Algunos de sus actores han tenido una muerte trágica. Uno se colgó de un árbol frente a su madre. El otro se arrojó de un edificio. Kike, que navegó con ellos durante mucho tiempo, murió de sida. Otros han corregido su rumbo porque quieren tener uno y el teatro no lleva a ninguna parte.
La locura
Los veo discurrir frente a la cámara en un breve documental: Otras voces, otras reconditeces, de 1999. Bernardo Ángel es un cincuentón de calva pronunciada, enjuto, con un bigote negro, el cabello cano y ensortijado sin cortar. Se revuelca por el patio de muros altos, de unos tres metros por tres, primer lugar de encuentro de La Barca, en la terraza del difunto Kike. Se anuda y se desanuda el pañuelo en el cuello. Camina de un lado para otro, vibrando con las palabras. Así es él, un torrente. Kike es un tipo calvo de bigotico hitleriano y risa fácil, con una ternura que mana de cada gesto. Había estudiado comunicación social. Desertó: era otro renunciante. Tenía el instinto del actor. Dice Kike: "descubrimos que nuestro camino era ese, no era el camino oficial; no era el teatro establecido y aceptado, era la locura". Y luego apuntala Bernardo, caminando de aquí para allá, tras recitar el texto de Edward Albee, Historia del zoológico: "pero no una locura que estaba allende a nosotros, sino una locura que ya estaba incorporada en los tejidos de nuestra mente, de nuestras células, porque era la locura con la que la sociedad nos había acunado".
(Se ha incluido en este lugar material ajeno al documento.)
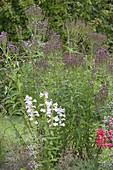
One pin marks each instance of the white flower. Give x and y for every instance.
(41, 95)
(48, 103)
(62, 124)
(34, 100)
(55, 105)
(31, 118)
(46, 95)
(28, 98)
(56, 118)
(48, 121)
(41, 105)
(63, 119)
(61, 115)
(36, 122)
(55, 124)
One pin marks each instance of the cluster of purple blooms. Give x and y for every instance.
(53, 43)
(73, 59)
(102, 55)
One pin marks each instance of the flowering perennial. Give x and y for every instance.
(55, 116)
(105, 134)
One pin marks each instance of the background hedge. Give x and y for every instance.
(97, 13)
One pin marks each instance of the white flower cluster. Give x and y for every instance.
(31, 108)
(55, 115)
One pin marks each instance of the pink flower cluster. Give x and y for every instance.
(105, 135)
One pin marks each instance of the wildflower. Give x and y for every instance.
(30, 107)
(55, 124)
(43, 110)
(56, 118)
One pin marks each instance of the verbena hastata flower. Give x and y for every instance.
(105, 133)
(55, 115)
(32, 113)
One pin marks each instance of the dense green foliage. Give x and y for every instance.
(97, 13)
(76, 74)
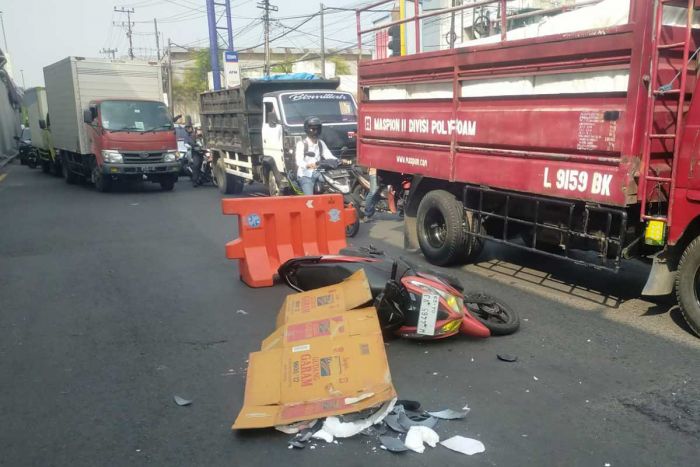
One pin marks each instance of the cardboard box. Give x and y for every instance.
(324, 359)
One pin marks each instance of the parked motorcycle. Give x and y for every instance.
(361, 187)
(410, 303)
(335, 177)
(201, 167)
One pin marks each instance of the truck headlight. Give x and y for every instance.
(112, 157)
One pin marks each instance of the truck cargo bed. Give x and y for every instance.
(561, 115)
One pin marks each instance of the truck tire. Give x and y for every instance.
(440, 225)
(102, 184)
(167, 184)
(70, 177)
(688, 285)
(228, 184)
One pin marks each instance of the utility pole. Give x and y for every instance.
(129, 25)
(170, 76)
(108, 52)
(323, 47)
(155, 24)
(265, 5)
(2, 23)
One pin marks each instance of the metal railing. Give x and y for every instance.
(417, 18)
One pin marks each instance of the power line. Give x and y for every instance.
(265, 5)
(129, 25)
Cada obra es como un circuito eléctrico. A veces un espectador es llevado a escena y ellos lo zarandean, lo ponen y lo disponen haciéndolo partícipe de ese vértigo. Cuesta aterrizar, pero no siempre vale la pena. "¡La obra que dice algo no deja rastro, no razona y punto!", escribe Bernardo categóricamente en el manifiesto 215 (son cientos).
En un pueblo de Antioquia una vez un juez salió persiguiéndolos con un cuchillo. Sus desnudos en Fredonia (donde hicieron Aúllan los lobos) hicieron que el cardenal López Trujillo los descomulgara. En España hasta se horrorizaron porque actuaban descalzos y los censuraron. En Venezuela una mujer les dijo que iban contra la dignidad humana. Otros han creído que son brujos, que lo suyo no es el teatro sino la magia negra. La madre de Bernardo soñó una vez que el diablo le decía:
—El alma de Bernardo es mía.
Llevan una vida de eremitas. No fuman, ni beben, ni trasnochan.
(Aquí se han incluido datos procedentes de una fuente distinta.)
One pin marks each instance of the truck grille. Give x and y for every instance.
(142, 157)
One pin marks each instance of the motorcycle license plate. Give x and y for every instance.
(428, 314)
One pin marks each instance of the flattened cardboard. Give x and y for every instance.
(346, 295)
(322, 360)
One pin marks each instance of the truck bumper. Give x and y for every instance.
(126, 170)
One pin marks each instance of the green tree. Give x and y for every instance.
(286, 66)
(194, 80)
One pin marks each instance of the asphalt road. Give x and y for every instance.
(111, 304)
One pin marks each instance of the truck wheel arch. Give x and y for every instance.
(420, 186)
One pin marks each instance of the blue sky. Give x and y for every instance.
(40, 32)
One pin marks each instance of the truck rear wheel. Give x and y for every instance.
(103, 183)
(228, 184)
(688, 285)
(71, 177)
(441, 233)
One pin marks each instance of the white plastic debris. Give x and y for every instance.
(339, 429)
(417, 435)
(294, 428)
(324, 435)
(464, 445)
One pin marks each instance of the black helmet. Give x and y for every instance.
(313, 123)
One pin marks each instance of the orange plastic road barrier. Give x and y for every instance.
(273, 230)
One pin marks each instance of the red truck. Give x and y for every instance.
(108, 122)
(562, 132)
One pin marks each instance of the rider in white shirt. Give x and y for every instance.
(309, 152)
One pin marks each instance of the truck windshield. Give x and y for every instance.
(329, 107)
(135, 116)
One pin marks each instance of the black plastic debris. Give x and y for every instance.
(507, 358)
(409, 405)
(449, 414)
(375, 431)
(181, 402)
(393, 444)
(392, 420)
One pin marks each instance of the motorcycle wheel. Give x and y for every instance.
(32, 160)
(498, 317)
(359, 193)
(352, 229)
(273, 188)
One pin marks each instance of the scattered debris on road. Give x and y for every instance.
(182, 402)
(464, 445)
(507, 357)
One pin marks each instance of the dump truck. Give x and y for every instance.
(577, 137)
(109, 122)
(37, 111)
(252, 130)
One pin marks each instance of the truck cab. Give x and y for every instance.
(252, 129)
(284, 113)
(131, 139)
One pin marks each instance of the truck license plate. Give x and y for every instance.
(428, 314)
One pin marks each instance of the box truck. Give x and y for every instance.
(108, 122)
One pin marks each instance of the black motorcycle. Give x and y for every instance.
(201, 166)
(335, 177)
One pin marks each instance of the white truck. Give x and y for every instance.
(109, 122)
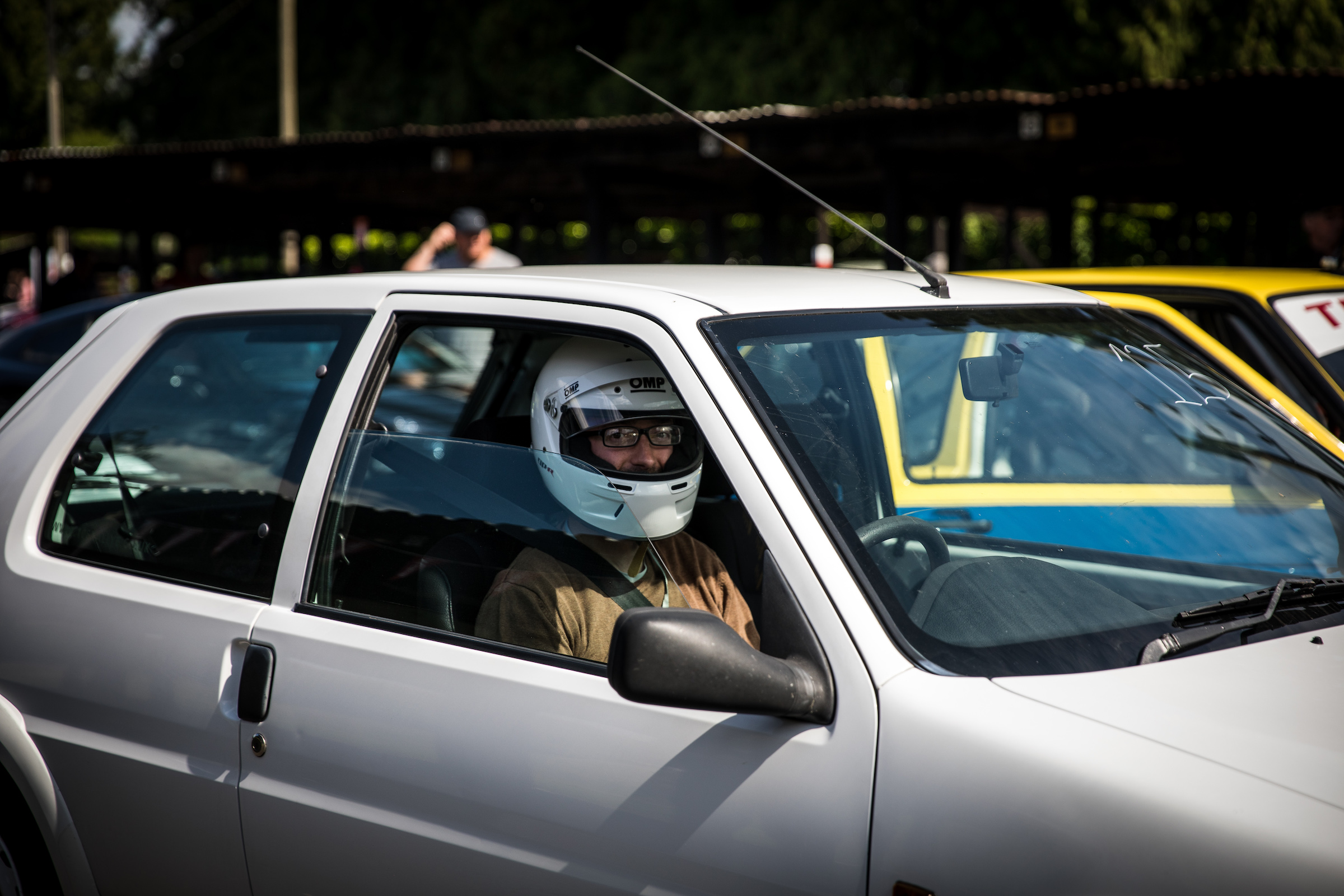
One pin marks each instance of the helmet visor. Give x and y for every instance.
(577, 418)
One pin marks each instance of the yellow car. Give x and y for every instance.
(1287, 324)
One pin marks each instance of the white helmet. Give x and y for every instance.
(589, 383)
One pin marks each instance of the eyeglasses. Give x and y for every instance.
(629, 436)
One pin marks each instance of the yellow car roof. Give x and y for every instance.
(1260, 282)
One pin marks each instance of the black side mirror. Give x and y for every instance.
(991, 379)
(691, 659)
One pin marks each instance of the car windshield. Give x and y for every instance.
(1039, 491)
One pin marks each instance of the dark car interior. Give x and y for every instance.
(1241, 324)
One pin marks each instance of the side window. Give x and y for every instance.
(458, 515)
(190, 470)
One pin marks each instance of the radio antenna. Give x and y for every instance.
(937, 282)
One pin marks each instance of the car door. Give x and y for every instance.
(144, 547)
(402, 753)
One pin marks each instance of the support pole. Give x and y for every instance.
(54, 135)
(288, 72)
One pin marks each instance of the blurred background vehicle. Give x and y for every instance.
(30, 348)
(1179, 329)
(1287, 324)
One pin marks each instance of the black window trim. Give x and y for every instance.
(400, 325)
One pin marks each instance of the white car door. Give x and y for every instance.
(142, 551)
(404, 754)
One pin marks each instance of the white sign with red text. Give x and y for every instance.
(1316, 319)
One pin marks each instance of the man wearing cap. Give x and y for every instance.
(469, 228)
(635, 476)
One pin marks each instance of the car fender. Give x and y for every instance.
(25, 763)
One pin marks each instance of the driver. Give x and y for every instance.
(613, 409)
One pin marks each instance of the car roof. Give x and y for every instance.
(1260, 282)
(753, 289)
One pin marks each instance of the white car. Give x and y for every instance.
(1045, 606)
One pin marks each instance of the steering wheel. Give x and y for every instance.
(914, 530)
(906, 527)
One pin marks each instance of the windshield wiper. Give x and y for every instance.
(1299, 591)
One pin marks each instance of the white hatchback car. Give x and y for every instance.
(1043, 606)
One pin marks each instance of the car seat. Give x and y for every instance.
(458, 573)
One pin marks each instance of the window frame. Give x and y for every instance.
(288, 489)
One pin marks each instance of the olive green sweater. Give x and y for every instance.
(539, 602)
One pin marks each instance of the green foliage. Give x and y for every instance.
(206, 69)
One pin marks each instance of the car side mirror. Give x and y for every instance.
(675, 657)
(991, 379)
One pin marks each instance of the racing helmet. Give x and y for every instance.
(593, 383)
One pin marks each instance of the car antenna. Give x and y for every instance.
(937, 282)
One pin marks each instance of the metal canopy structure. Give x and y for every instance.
(1261, 146)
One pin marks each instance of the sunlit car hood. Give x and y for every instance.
(1271, 710)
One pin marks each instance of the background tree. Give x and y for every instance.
(156, 70)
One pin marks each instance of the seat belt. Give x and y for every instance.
(584, 561)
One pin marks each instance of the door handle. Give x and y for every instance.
(254, 683)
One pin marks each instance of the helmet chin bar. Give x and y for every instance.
(589, 383)
(662, 501)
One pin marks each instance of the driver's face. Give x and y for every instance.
(640, 457)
Hacen yoga y caminan cuatro horas todos los días. Bernardo Ángel escribe en las cafeterías del centro, en las bancas de los parques.
No para de escribir. Por eso siempre hay manifiestos y poemas y obras que acaso jamás sean montadas.
No concibe la vejez, intuye otras vidas en las que siguió el mismo camino.
Jamás está satisfecho, a los 67 años ninguna certeza alivia su semblante. O, tal vez, la certeza de la nada.